Ciò che successe dopo, per il detective Lestrade, non fu poi tanto arduo da capire. Nonostante avesse voglia di guardare, attraverso la porta spalancata, tutto ciò che fece fu voltarsi verso Mycroft.
«Mio fratello dice cose illogiche, non poteva dirgli subito che lo amava? E ora si devono pure baciare in casa mia!» borbottò.
«E allora?» domandò Greg, senza capire.
«Si stanno baciando» ripeté.
«Non lo so, My, tutti gli Holmes che ho baciato fino ad ora sembrano esserci piuttosto portati. Lascia che anche il dottore se ne renda conto… Di contro c’è che, se Sherlock ti somiglia anche in questo, allora temo ci vorrà ben altro per staccarlo da John.»
«Hanno un casa, che tra l’altro io ho pagato per anni. Potrebbero andarci e lasciarci finalmente soli.»
«Disse l’uomo che fa seguire i suoi parenti da quelli dell’MI5.»
«Non mi diventare sarcastico, Gregory, non ti si addice.»

Fu lo squillo del cellulare di Lestrade ad interrompere quella surreale situazione. Greg si lasciò andare sul divano, scuotendo il capo. Sullo schermo del telefono campeggiava un solo messaggio, da parte dell’agente Donovan che recava un indirizzo e una scritta: omicidio.

«Mi dispiace» mormorò, baciandolo velocemente sulle labbra. «Domani sei a casa?»
«Starò al Diogene’s club tutto il giorno, gradirei che per pranzo tu mi raggiungessi. Per passare un po’ di tempo insieme» precisò infine.
«Farò il possibile!»

Quando Lestrade oltrepassò la porta che dava sull’atrio, John e Sherlock erano ancora avvinghiati l’uno all’altro. Quasi gli dispiaceva interromperli, ma come si era alzato dal divano un’idea, anche se non molto felice, gli era balenata in mente.

«Ho un omicidio» aveva detto ad alta voce, richiamando in quel modo l’attenzione del consulente investigativo. Sherlock si scostò immediatamente, portando lo sguardo su di lui.
«Come? Dove?»
«Ne so quanto te, ma ci sto andando proprio ora. Nel cuore della City, allora: ti va di scoprirlo?»

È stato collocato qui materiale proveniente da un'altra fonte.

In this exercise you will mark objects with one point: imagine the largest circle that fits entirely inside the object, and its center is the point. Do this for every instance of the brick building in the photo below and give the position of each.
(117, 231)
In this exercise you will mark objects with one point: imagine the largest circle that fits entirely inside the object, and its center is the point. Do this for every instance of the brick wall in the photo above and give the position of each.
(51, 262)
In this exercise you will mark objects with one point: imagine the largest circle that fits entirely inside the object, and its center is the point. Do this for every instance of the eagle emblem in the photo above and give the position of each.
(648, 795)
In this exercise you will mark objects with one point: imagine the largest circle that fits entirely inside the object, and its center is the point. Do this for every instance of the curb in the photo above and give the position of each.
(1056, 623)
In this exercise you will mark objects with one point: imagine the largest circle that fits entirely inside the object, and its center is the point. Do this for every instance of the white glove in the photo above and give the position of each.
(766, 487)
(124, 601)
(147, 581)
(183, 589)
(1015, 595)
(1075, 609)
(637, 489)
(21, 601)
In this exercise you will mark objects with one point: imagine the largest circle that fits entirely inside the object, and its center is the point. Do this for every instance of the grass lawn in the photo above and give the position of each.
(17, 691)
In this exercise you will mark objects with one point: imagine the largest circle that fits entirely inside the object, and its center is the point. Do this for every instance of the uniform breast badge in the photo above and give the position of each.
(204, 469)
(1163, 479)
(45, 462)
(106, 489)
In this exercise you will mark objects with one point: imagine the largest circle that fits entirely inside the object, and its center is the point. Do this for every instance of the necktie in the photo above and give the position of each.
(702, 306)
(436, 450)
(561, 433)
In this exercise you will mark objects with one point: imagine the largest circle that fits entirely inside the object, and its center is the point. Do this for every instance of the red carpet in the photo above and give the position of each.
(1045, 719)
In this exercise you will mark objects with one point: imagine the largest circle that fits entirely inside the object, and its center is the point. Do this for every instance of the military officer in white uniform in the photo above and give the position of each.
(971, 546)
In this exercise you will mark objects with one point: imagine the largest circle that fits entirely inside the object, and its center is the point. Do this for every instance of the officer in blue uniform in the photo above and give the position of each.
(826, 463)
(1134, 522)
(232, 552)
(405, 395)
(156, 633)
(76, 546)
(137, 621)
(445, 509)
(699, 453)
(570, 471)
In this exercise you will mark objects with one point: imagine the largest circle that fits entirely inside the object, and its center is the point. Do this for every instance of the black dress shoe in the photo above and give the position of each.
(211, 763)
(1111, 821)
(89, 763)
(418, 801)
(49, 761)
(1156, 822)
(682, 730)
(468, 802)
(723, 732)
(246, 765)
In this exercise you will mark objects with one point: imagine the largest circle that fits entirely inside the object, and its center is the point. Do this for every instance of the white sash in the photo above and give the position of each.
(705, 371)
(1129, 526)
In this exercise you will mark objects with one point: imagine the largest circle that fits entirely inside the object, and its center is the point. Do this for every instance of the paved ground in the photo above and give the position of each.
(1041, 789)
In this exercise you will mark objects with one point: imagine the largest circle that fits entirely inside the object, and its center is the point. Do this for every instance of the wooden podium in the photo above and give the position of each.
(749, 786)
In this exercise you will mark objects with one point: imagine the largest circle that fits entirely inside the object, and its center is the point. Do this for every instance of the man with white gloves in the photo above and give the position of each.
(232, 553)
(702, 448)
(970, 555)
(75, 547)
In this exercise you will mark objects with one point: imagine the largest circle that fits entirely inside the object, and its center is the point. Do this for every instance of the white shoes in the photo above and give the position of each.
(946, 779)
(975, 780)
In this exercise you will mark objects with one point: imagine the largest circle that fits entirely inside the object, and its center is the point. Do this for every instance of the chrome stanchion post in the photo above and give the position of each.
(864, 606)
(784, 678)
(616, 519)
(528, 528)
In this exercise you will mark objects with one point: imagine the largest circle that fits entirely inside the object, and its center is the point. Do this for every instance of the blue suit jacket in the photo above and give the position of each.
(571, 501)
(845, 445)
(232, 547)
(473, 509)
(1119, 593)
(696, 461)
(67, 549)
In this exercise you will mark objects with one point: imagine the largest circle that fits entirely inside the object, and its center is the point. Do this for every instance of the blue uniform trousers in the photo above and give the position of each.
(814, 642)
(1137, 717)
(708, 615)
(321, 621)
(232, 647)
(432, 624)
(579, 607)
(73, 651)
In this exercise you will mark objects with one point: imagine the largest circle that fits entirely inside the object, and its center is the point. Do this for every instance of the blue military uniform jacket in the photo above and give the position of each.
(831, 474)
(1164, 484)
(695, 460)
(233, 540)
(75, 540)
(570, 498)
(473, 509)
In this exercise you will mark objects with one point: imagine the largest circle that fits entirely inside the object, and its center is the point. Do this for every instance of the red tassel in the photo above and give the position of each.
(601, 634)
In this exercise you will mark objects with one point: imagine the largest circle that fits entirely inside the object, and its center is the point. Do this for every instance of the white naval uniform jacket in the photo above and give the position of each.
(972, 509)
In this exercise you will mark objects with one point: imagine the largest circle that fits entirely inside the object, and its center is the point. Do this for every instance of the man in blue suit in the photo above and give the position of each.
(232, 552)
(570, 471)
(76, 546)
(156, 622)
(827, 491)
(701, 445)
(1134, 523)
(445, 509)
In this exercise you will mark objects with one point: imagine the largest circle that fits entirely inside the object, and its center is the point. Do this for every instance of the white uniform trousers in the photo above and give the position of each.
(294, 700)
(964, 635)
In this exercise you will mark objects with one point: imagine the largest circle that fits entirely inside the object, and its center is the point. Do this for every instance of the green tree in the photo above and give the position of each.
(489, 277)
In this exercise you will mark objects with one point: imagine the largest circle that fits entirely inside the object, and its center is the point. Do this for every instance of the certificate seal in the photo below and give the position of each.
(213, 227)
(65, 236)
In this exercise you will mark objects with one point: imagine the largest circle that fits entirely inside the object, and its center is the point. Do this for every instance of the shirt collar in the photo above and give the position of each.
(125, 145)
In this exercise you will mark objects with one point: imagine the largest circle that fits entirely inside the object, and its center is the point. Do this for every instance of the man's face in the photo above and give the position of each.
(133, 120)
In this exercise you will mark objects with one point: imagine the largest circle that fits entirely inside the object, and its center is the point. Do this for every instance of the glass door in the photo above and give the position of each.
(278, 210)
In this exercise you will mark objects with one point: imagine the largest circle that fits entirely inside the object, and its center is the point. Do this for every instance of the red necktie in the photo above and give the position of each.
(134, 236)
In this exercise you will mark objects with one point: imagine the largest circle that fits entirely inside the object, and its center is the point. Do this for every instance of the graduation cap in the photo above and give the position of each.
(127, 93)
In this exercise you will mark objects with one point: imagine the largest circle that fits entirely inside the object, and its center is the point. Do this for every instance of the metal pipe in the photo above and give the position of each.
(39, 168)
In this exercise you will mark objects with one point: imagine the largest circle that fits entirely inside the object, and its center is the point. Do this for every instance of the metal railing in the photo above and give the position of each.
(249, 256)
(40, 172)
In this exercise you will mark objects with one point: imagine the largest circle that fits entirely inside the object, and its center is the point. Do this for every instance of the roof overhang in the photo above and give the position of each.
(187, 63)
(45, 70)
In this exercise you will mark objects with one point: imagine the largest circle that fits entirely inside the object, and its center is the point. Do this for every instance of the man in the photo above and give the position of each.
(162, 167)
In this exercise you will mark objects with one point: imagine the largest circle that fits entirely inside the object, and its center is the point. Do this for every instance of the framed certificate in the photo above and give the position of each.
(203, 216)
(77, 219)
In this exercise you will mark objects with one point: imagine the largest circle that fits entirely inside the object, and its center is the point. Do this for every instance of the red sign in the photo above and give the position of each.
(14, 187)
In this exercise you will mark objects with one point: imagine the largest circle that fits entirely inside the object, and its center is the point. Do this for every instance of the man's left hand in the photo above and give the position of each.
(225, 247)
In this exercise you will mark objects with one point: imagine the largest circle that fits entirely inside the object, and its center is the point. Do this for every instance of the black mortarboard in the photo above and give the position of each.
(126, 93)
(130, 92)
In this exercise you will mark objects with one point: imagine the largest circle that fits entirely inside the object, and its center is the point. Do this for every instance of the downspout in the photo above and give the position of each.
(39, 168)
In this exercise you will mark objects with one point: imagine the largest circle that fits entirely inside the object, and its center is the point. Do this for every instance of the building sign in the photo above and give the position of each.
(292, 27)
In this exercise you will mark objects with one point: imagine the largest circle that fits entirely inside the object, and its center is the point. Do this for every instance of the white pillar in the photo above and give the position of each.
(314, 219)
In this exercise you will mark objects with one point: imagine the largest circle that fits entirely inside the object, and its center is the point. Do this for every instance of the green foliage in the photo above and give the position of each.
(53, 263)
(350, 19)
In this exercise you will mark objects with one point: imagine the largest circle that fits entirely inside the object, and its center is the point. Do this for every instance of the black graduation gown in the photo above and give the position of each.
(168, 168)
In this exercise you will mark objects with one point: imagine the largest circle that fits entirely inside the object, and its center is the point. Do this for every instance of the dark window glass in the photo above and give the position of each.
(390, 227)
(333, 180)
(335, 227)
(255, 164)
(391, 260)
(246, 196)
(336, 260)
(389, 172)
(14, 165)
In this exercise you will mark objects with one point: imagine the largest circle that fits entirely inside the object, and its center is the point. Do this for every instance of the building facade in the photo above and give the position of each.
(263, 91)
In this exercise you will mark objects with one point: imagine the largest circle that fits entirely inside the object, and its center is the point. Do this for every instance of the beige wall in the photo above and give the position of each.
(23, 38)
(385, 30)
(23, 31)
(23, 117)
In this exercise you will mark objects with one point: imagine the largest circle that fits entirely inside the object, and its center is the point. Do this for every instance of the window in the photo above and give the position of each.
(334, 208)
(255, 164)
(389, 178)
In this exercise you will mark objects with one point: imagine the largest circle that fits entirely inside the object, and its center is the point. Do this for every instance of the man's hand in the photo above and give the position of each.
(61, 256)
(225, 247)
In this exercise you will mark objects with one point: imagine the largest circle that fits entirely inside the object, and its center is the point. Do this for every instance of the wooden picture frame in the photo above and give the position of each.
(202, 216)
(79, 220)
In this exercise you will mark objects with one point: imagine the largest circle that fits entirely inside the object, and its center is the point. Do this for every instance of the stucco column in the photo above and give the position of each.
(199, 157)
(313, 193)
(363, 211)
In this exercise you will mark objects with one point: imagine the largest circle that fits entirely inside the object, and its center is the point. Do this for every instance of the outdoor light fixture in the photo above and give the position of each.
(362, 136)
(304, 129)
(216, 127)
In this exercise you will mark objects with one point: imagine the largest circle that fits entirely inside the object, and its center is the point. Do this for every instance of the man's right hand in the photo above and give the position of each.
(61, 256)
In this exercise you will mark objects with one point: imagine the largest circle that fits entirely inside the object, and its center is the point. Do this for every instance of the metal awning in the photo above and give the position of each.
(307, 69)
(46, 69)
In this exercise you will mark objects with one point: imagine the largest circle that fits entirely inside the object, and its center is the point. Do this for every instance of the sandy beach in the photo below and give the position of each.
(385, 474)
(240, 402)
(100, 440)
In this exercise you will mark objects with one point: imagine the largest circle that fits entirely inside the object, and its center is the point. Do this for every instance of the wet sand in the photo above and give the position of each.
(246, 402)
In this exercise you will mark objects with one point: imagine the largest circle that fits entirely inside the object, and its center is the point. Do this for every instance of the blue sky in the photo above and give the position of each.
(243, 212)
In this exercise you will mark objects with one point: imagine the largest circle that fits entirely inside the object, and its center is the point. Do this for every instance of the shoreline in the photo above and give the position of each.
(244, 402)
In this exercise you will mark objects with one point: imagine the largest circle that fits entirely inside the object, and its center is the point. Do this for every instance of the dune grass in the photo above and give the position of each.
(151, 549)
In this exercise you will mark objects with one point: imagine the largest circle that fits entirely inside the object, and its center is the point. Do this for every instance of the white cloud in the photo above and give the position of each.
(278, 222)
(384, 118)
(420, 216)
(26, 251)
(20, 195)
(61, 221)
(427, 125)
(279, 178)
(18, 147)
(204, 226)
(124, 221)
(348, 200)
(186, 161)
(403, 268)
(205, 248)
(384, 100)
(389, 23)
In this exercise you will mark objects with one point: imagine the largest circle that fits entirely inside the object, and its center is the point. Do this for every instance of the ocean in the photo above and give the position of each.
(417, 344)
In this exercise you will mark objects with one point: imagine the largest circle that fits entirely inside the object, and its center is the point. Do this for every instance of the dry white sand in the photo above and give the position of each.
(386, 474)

Non furono necessarie risposte, Sherlock corse fuori dall’appartamento non prima d’aver preso la mano di John ed esserselo trascinato dietro con tanto di bastone al seguito. Greg sorrise quando udì la sua voce gridare, dalle scale: «muoviti, Lestrade.»
 
Di sicuro quei due avevano ancora molta strada da fare, ma si poteva affermare con assoluta certezza che le cose si stavano aggiustando per il meglio. Forse ci sarebbe voluto del tempo, e niente sarebbe stato più come prima. Perché nessuno di loro era rimasto uguale a sé stesso in quegli ultimi anni; Greg era cambiato, Mycroft era cambiato e lo erano anche John e Sherlock. No, le cose non sarebbero state mai più come prima, ma non era da ritenersi necessariamente un male. Perché, probabilmente, sarebbero state migliori.



Fine

 

[1] Dong Yang Dong Bai: è un tè verde cinese particolarmente prezioso per il suo aroma. Non è facile trovarlo sul mercato europeo e viene prodotto esclusivamente sulle montagne dello Zhejiang (Cina). I sottili aghi di questo tè donano un infuso asciutto e memorabile dalle sfumature leggermente speziate. Viene considerata una rarità dagli intenditori.
[2] “Just the two of us against the rest of the world”: potevo non metterla? Naaah! 
[3] Questo concetto è ispirato alla puntata 5x04 di Dottor House. Dove Wilson (che ha allontanato House) gli dice che decide di rivolerlo nella sua vita perché il viaggio che hanno fatto in auto per andare al funerale del padre di House, è stata la cosa più bella che gli sia capitata da dopo la morte di Amber (la fidanzata di Wilson morta qualche episodio prima). Ovviamente significa che, anche se non lo sopporta, anche se lo ha allontanato perché è impossibile starci vicino, alla fine torna ad essere suo amico perché con lui è felice.